Para o diretor do juizado especial do Aeroporto JK, Ryan Chantal, os problemas refletem a falta de infraestrutura dos terminais e não precisariam chegar à Justiça. Ele contou que durante um mês são documentadas, no mínimo, 60 reclamações de passageiros e que as indenizações variam com a gravidade de cada caso. "Os danos morais sofridos por um passageiro, por exemplo, foram comprovados e sua ação rendeu R$ 10 mil em ressarcimento. Apesar disso, a maioria dos registros pode ser resolvida na hora, sem processo", comentou ele. No JK, 59% dos acordos já foram cumpridos.

Em 2011, a Anac aplicou 4.666 multas, num total de R$ 35,3 milhões, e recebeu mais de 40 mil reclamações dos usuários. Os números são 40% superiores aos do ano anterior, mas não revelam o volume real de queixas. Por outro lado, os valores cobrados das companhias aéreas pelas infrações representam menos de 1% da soma das receitas das empresas líderes de mercado, Gol e TAM. O problema é que as multas, geralmente, ficam paradas na Justiça.

Diante da saturação dos aeroportos e do impacto limitado das penalidades aplicadas sobre as companhias, nos períodos de alta temporada o órgão regulador persegue o teto de até 20% para os índices médios de atrasos de até 30 minutos e de 5% para os de cancelamentos de voos. Apesar do crescimento expressivo do movimento de passageiros, esses patamares começaram a ceder.

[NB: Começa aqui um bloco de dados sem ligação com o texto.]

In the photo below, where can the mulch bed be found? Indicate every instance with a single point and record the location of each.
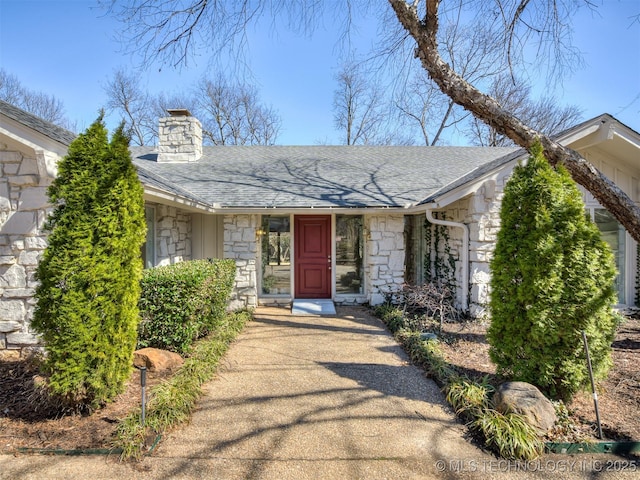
(29, 420)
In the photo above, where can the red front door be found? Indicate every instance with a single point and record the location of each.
(312, 260)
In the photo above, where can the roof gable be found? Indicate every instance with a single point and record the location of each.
(48, 129)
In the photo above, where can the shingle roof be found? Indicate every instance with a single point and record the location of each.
(48, 129)
(321, 176)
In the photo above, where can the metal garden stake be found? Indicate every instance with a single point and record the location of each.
(593, 385)
(143, 384)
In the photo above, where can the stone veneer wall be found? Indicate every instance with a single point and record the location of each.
(179, 139)
(457, 212)
(241, 245)
(384, 263)
(24, 206)
(481, 212)
(173, 235)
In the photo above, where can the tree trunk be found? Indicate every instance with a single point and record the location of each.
(484, 107)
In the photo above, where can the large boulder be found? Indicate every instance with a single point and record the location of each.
(156, 360)
(525, 399)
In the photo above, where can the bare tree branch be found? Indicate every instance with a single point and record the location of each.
(424, 32)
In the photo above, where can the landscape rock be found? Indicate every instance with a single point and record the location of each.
(525, 399)
(157, 360)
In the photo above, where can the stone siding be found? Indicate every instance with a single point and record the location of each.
(384, 263)
(173, 235)
(179, 139)
(456, 212)
(240, 244)
(24, 206)
(484, 223)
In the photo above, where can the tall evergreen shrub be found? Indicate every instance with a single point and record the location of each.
(552, 277)
(89, 276)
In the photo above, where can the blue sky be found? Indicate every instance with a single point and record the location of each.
(66, 48)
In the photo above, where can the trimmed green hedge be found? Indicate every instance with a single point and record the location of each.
(183, 302)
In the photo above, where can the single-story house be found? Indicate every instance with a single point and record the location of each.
(350, 224)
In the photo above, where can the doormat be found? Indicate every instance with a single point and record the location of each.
(313, 307)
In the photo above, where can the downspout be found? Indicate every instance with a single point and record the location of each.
(464, 255)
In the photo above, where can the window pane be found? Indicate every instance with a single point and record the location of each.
(614, 234)
(276, 255)
(349, 254)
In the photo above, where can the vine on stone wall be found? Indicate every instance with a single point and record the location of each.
(638, 274)
(439, 261)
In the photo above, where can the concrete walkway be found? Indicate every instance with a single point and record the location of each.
(306, 397)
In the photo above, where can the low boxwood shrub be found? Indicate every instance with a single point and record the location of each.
(183, 302)
(172, 402)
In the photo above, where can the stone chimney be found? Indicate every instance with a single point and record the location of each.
(179, 137)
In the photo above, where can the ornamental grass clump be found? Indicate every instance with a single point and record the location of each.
(552, 277)
(171, 402)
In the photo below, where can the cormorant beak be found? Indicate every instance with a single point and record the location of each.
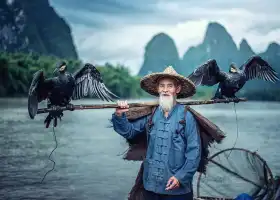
(233, 69)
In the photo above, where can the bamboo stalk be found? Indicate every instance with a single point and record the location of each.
(144, 104)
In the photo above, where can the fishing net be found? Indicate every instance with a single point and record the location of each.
(231, 172)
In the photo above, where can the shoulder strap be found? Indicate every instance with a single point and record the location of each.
(150, 121)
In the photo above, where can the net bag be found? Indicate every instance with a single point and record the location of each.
(234, 171)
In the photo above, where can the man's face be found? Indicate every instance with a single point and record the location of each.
(168, 91)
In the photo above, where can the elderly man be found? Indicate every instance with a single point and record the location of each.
(174, 149)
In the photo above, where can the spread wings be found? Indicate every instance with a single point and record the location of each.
(256, 67)
(207, 74)
(38, 91)
(88, 82)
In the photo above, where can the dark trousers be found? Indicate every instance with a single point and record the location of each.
(153, 196)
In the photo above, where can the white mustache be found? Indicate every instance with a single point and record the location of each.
(166, 101)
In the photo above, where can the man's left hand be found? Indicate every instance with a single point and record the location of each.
(172, 183)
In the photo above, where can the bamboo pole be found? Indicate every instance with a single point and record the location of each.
(144, 104)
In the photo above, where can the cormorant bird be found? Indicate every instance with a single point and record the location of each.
(210, 74)
(61, 89)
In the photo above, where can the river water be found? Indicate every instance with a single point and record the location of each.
(88, 160)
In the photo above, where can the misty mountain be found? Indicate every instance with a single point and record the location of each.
(159, 52)
(217, 44)
(34, 26)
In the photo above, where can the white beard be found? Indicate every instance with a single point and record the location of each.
(166, 102)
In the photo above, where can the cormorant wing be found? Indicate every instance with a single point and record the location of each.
(256, 67)
(208, 74)
(88, 81)
(38, 91)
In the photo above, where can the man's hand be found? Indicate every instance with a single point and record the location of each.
(122, 107)
(172, 183)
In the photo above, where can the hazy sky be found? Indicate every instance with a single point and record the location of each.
(117, 31)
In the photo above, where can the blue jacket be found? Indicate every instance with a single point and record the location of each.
(172, 149)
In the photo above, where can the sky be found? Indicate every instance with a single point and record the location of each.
(117, 31)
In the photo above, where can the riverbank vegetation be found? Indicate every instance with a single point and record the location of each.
(17, 69)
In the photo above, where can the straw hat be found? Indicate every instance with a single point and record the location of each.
(150, 81)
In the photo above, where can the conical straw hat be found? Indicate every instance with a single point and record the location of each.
(149, 83)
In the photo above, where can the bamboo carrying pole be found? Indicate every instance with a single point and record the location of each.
(145, 104)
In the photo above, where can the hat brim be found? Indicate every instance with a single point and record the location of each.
(149, 83)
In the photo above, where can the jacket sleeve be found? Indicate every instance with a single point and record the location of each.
(193, 151)
(128, 129)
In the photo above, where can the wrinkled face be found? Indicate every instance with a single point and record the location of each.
(168, 90)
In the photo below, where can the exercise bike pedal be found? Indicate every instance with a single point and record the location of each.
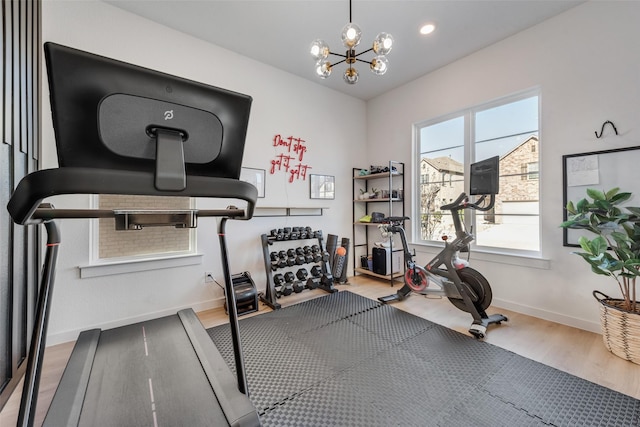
(478, 331)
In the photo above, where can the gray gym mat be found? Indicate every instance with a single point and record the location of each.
(346, 360)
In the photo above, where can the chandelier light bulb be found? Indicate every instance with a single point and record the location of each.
(351, 35)
(379, 65)
(319, 49)
(427, 29)
(383, 43)
(350, 75)
(323, 69)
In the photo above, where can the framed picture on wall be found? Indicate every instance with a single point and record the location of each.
(256, 177)
(602, 170)
(322, 187)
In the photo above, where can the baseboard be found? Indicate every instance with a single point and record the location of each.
(551, 316)
(72, 335)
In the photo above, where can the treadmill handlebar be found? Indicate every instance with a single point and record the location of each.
(35, 187)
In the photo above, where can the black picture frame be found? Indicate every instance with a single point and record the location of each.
(604, 170)
(322, 187)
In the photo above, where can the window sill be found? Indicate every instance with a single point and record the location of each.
(520, 260)
(133, 265)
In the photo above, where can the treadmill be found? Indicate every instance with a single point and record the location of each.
(124, 129)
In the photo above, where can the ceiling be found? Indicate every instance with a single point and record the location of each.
(279, 33)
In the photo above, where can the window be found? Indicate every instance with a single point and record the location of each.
(508, 128)
(150, 241)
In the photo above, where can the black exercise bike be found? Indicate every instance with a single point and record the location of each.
(447, 274)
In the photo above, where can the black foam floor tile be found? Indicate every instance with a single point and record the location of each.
(407, 389)
(480, 409)
(458, 354)
(391, 324)
(345, 303)
(274, 376)
(345, 360)
(343, 344)
(330, 403)
(559, 398)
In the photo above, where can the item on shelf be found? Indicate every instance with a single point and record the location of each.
(383, 263)
(377, 217)
(386, 183)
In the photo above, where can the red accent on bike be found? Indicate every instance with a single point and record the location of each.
(416, 280)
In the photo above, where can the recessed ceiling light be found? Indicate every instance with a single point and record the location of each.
(427, 29)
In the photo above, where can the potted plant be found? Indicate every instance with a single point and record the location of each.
(613, 252)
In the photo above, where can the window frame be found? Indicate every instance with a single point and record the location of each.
(134, 263)
(468, 115)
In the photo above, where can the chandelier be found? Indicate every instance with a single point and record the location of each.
(351, 35)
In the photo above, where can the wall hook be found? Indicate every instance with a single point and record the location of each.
(602, 130)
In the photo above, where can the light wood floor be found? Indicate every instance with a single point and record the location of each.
(578, 352)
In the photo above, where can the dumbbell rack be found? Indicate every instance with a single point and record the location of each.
(291, 262)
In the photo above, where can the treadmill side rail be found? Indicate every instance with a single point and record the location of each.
(236, 406)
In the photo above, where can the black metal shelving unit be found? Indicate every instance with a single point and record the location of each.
(390, 201)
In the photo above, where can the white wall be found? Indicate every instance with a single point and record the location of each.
(587, 64)
(282, 104)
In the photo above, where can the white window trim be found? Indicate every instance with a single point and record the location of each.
(491, 254)
(104, 267)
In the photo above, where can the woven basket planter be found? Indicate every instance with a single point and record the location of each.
(620, 328)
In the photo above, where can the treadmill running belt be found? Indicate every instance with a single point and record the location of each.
(147, 372)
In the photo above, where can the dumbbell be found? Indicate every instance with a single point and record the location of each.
(316, 271)
(287, 286)
(314, 281)
(298, 285)
(286, 233)
(278, 280)
(302, 273)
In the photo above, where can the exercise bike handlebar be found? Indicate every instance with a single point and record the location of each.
(462, 202)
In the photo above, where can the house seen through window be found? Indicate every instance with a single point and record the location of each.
(150, 241)
(507, 128)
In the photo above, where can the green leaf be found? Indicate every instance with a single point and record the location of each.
(619, 198)
(597, 194)
(582, 205)
(612, 192)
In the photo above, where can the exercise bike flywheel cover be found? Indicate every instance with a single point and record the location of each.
(411, 275)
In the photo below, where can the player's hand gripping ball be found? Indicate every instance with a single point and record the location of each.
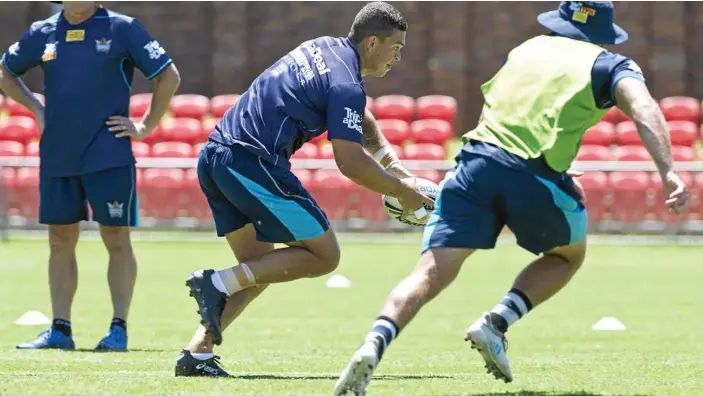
(396, 211)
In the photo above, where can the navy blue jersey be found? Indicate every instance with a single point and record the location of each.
(607, 71)
(315, 87)
(88, 70)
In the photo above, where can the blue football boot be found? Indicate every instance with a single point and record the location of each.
(50, 339)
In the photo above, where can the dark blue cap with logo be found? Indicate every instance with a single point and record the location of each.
(591, 21)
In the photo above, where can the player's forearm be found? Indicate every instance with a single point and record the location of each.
(378, 146)
(165, 86)
(654, 133)
(16, 89)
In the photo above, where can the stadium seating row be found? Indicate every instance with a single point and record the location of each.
(400, 107)
(416, 151)
(24, 129)
(167, 193)
(683, 133)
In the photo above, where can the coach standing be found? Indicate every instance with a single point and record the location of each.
(88, 55)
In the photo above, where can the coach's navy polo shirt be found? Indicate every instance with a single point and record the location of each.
(88, 70)
(315, 87)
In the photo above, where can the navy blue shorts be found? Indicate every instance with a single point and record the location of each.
(480, 196)
(241, 189)
(112, 194)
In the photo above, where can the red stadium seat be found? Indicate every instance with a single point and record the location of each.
(196, 204)
(8, 190)
(10, 148)
(140, 149)
(27, 190)
(197, 148)
(440, 107)
(433, 131)
(189, 106)
(432, 175)
(159, 187)
(683, 133)
(20, 129)
(331, 191)
(696, 198)
(139, 104)
(16, 109)
(614, 116)
(326, 152)
(317, 140)
(680, 108)
(682, 153)
(186, 130)
(593, 153)
(601, 134)
(221, 103)
(631, 153)
(171, 150)
(32, 149)
(399, 107)
(425, 151)
(306, 151)
(657, 202)
(595, 185)
(396, 131)
(626, 134)
(629, 203)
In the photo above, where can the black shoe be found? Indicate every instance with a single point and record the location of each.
(188, 366)
(211, 302)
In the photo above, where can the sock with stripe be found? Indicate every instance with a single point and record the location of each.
(513, 307)
(383, 331)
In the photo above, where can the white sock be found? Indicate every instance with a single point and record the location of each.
(202, 356)
(217, 282)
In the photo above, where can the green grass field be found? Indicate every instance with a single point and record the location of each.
(298, 336)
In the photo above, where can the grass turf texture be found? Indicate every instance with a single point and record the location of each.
(297, 337)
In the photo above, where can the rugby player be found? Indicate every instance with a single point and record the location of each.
(514, 171)
(256, 201)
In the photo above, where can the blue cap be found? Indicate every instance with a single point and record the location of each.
(591, 21)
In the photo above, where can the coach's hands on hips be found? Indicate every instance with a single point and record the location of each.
(675, 192)
(127, 128)
(410, 199)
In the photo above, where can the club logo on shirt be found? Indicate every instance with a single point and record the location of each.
(49, 52)
(75, 35)
(14, 48)
(102, 45)
(352, 120)
(154, 49)
(115, 209)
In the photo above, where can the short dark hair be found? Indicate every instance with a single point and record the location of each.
(376, 19)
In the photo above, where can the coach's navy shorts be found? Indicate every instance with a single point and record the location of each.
(241, 188)
(112, 194)
(480, 196)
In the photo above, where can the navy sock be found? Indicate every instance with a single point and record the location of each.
(513, 307)
(384, 331)
(62, 325)
(119, 322)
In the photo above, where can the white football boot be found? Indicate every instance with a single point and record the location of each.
(492, 345)
(357, 375)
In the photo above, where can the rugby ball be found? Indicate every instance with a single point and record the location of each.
(395, 210)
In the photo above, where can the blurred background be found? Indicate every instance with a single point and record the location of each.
(427, 100)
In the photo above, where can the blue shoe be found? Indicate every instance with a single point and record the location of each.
(50, 339)
(114, 340)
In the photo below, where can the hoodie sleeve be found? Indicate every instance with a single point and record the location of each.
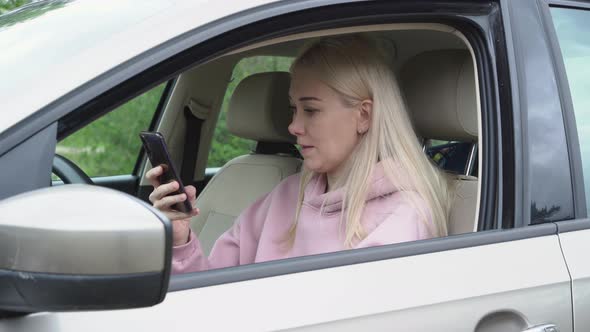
(404, 223)
(234, 247)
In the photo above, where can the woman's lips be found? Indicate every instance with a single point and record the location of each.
(305, 148)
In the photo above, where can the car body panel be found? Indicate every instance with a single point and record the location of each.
(47, 76)
(379, 295)
(576, 246)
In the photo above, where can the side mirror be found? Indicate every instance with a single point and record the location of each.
(80, 247)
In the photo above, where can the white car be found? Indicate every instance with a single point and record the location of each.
(497, 91)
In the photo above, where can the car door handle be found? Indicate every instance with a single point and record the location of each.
(542, 328)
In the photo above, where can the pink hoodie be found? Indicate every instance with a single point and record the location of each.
(260, 231)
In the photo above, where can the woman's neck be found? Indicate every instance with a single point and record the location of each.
(333, 180)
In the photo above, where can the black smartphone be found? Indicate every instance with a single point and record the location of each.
(155, 147)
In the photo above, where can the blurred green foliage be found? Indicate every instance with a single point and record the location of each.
(8, 5)
(110, 145)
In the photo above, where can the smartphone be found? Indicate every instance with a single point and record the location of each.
(155, 147)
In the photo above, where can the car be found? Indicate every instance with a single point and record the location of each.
(497, 91)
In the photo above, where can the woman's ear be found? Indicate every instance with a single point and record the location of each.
(365, 114)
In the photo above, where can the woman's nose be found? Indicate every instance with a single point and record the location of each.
(296, 127)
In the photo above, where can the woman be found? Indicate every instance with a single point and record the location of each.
(365, 180)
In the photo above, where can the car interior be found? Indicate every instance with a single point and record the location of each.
(435, 68)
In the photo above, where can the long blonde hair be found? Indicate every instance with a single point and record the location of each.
(355, 67)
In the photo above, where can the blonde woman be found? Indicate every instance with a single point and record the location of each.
(365, 180)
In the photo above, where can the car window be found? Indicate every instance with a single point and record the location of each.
(572, 26)
(226, 146)
(110, 145)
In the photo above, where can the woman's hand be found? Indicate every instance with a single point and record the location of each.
(161, 201)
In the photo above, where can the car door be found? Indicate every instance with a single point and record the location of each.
(567, 26)
(492, 280)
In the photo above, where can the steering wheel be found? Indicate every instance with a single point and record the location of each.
(69, 172)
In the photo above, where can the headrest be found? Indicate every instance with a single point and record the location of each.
(441, 95)
(259, 108)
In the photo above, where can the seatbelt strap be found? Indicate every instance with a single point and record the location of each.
(194, 115)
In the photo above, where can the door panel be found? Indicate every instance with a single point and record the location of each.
(512, 284)
(576, 246)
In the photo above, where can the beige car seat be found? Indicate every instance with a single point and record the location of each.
(258, 110)
(441, 95)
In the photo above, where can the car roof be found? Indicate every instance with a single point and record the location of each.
(49, 48)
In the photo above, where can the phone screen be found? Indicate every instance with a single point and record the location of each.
(157, 151)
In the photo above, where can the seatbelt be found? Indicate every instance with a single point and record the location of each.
(194, 115)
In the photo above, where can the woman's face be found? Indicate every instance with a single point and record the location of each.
(327, 130)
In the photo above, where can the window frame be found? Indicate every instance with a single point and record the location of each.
(204, 43)
(571, 131)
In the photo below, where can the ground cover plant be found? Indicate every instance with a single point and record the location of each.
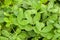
(29, 19)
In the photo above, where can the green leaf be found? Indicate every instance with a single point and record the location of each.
(47, 28)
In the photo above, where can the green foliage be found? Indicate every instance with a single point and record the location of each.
(29, 20)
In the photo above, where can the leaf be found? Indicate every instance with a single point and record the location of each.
(3, 38)
(47, 35)
(39, 25)
(47, 28)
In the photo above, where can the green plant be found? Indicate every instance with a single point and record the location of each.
(29, 20)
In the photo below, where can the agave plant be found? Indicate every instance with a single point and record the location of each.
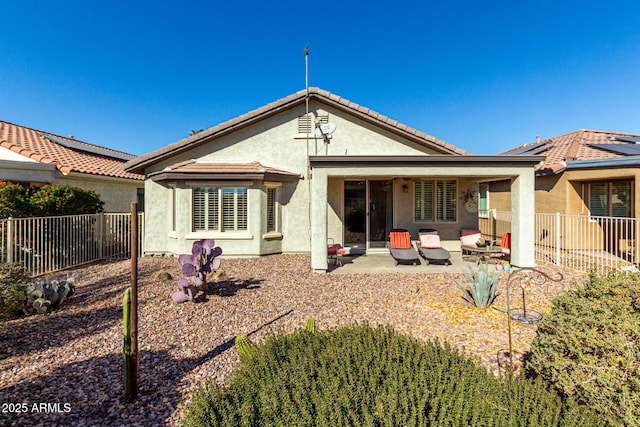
(480, 289)
(46, 293)
(203, 259)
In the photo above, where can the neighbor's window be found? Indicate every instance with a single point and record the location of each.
(435, 201)
(610, 199)
(272, 214)
(220, 209)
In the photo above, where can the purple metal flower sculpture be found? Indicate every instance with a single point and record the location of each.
(204, 259)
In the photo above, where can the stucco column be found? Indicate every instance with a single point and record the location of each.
(319, 220)
(523, 219)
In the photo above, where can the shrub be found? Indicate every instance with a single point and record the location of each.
(52, 199)
(48, 200)
(357, 376)
(588, 346)
(13, 285)
(14, 200)
(47, 293)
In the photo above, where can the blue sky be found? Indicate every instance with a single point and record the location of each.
(485, 76)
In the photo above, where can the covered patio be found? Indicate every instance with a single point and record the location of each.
(332, 176)
(380, 262)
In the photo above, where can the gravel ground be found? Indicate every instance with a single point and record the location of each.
(65, 367)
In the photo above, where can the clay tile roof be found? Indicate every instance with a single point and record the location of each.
(583, 144)
(67, 154)
(140, 163)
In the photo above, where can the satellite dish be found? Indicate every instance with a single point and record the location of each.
(325, 129)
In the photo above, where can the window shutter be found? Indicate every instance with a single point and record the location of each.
(423, 204)
(228, 208)
(446, 200)
(213, 222)
(483, 200)
(598, 204)
(271, 209)
(621, 199)
(241, 208)
(198, 208)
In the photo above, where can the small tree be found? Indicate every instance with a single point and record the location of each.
(52, 199)
(48, 200)
(14, 200)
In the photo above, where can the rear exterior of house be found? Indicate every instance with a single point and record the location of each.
(33, 157)
(274, 180)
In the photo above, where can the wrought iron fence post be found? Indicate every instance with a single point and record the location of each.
(557, 238)
(10, 240)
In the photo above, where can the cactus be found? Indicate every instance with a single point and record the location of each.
(310, 325)
(126, 322)
(204, 259)
(480, 289)
(245, 347)
(128, 357)
(46, 293)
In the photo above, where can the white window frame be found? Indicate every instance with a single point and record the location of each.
(275, 200)
(435, 204)
(222, 224)
(483, 213)
(608, 206)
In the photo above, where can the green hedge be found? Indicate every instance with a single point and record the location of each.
(588, 346)
(360, 376)
(47, 200)
(13, 286)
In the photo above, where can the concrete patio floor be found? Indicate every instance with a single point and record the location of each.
(382, 262)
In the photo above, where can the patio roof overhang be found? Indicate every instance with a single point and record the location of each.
(519, 169)
(425, 161)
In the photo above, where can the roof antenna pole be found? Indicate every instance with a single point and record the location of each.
(306, 73)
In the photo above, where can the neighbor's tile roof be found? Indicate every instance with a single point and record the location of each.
(35, 145)
(571, 146)
(138, 164)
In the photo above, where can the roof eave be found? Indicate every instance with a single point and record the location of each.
(603, 163)
(327, 161)
(212, 176)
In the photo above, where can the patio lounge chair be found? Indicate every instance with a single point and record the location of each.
(430, 248)
(505, 245)
(400, 247)
(335, 251)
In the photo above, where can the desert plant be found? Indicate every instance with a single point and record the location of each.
(244, 346)
(128, 357)
(204, 259)
(588, 346)
(13, 287)
(480, 288)
(46, 293)
(358, 375)
(310, 325)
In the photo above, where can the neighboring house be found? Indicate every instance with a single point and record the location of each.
(313, 166)
(586, 173)
(35, 157)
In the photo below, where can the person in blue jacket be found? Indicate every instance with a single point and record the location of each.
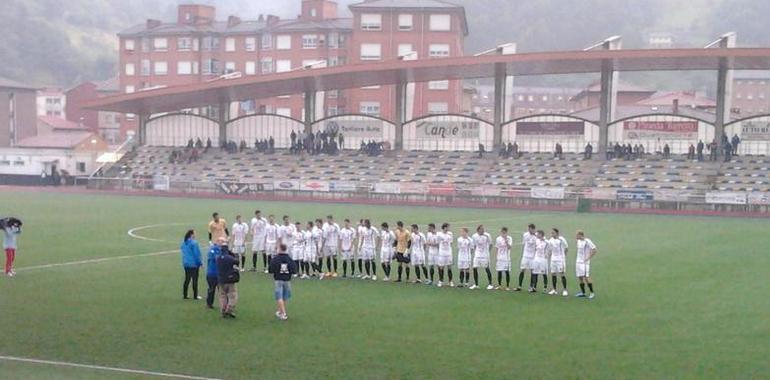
(191, 261)
(211, 273)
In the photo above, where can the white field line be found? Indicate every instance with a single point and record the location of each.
(93, 261)
(103, 368)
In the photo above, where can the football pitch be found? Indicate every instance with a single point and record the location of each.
(677, 297)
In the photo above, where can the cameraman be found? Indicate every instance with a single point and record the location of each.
(11, 230)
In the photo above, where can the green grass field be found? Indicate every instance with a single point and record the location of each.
(678, 297)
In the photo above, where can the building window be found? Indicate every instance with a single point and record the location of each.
(160, 68)
(438, 85)
(440, 23)
(371, 52)
(250, 44)
(370, 108)
(210, 43)
(371, 21)
(309, 41)
(282, 65)
(405, 22)
(251, 68)
(267, 41)
(438, 108)
(230, 44)
(184, 44)
(184, 68)
(160, 44)
(283, 42)
(145, 67)
(439, 51)
(267, 65)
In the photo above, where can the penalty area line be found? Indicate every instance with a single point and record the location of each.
(93, 261)
(104, 368)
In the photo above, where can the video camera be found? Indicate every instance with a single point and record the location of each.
(10, 222)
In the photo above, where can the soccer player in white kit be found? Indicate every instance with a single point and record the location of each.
(481, 243)
(444, 258)
(298, 247)
(586, 250)
(559, 248)
(527, 255)
(240, 230)
(417, 253)
(464, 247)
(387, 243)
(503, 244)
(540, 262)
(258, 224)
(331, 232)
(431, 241)
(347, 237)
(271, 239)
(368, 239)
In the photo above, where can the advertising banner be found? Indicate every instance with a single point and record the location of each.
(446, 130)
(550, 128)
(678, 130)
(287, 185)
(672, 195)
(634, 195)
(726, 198)
(387, 188)
(342, 187)
(244, 188)
(312, 185)
(547, 192)
(755, 130)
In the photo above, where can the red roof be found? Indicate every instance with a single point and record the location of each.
(62, 124)
(58, 140)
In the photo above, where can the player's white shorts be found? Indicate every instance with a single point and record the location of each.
(558, 266)
(330, 251)
(258, 245)
(526, 263)
(366, 253)
(386, 256)
(297, 253)
(444, 260)
(481, 261)
(417, 258)
(540, 266)
(583, 269)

Em dezembro passado, mesmo com um movimento de passageiros 15,5% superior ao do mesmo mês de 2010, houve registro de 13% de atrasos de até 30 minutos, contra 20,9% no mesmo período do ano anterior. O índice de cancelamentos de voos no último mês de 2011 foi de 3,55%, inferior aos 5,51% apurados no fim de 2010.

Operação -padrão A Agência Nacional de Aviação Civil (Anac) pretende colocar mais 80 fiscais, em média, por dia nos principais aeroportos do país para exigir aeronaves extras e manter a regularidade das operações, além de coibir a prática das companhias aéreas de vender bilhetes acima do número de assentos do avião (overbooking). A Polícia Federal, por sua vez, promete elevar em 30% o número de agentes nos terminais e a Receita Federal também vai intensificar a atuação, sobretudo em Guarulhos (SP). Funcionários da Infraero identificados por coletes amarelos vão circular nos saguões para orientar os passageiros.